“Being handicapped is a pain in the ___” he said, fixing me with his good eye.
“I’m sure it is.”
The doc messed him up at birth. He’s angry. Wouldn’t you be? But he shows up, and “dances” in his motorized wheelchair when I spin Charley Pride records.
“I hope you don’t mind that I do that” he said, and I told him I a thousand percent didn’t.
“You know that you do a lot of good, don’t you?” I asked, explaining how weak the world has become outside those sliding glass doors he can’t leave anymore. “It’s good that we see guys like you, showing us how it’s done.”
***
Two shows later brought me to the dementia ward. Susan bobbed around to Elvis, almost like she was back home instead of ceaselessly wandering the pastel halls.
I sat on a speaker, and watched. I wonder how I could pipe music into all of the homes across all of the world, so they could dance again.
It’s an admirable thought–maybe. Why the rush to systems, man?
My natural M.O. for writing: There’s a speck in your eye. Read all about it.
My first reaction to seeing a cauldron of souls slowly boiling alive?
Institutional reforms.
Why? Maybe it’s easier than hauling ‘em out of those depths. If nothing, it’s a way to avoid reality.

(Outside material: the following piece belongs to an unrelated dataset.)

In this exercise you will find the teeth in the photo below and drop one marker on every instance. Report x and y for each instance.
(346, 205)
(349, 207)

I wonder if the soldiers thought of artilleries’ stratagems, grand plans, their roles, and Eisenhower while they were in their foxholes in the Hürtgen. I heard they thought about God and cried for their mothers. That seems like a better approach, and tested at 900 meters a second, the velocity of a Panzer round.

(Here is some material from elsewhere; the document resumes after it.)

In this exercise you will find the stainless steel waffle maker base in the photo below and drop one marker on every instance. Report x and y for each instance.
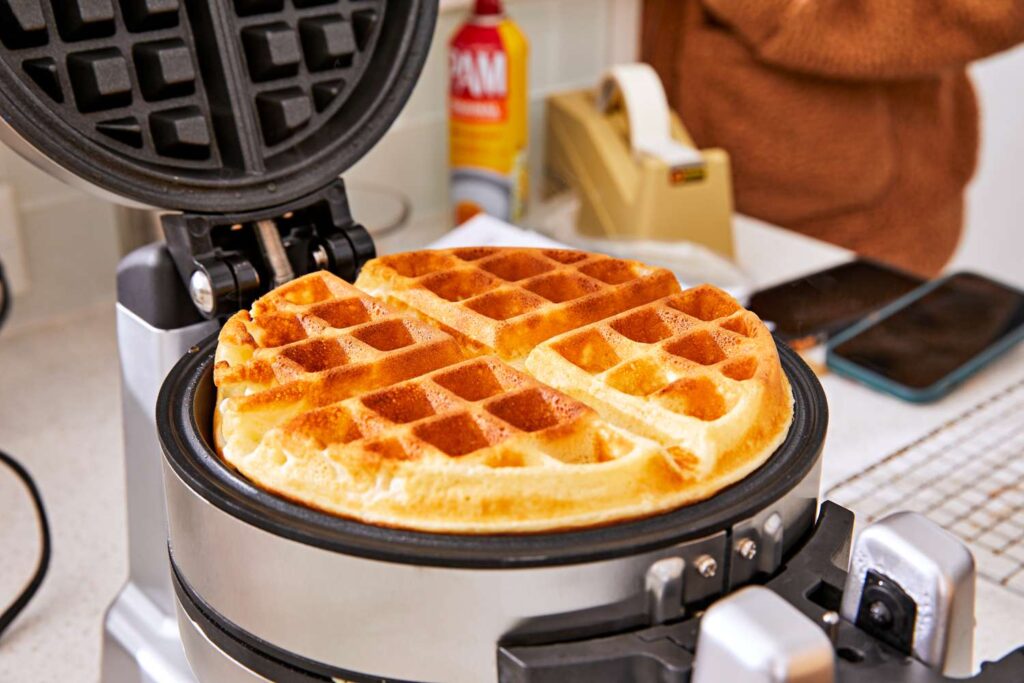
(238, 118)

Isn’t the door to kick always in front of my foot, and aren’t my boots laced tight enough? Who knows what the grand plan is.
“The plan is kick, soldier, so kick.”
So I danced with Susan when she wandered over, and she was normal for two minutes and forty five seconds while the song played, even though she couldn’t speak a word that wasn’t gibberish. But she could dance.
Later, she grabbed me when Sinatra sang about New York, with a hand on my shoulder, and danced close and we swayed around the room.
The song blared to a close, we all clapped, she wandered off, and here I sit, thinking.
I found a penny on the sidewalk today. It’s on the desk, a reminder to look here.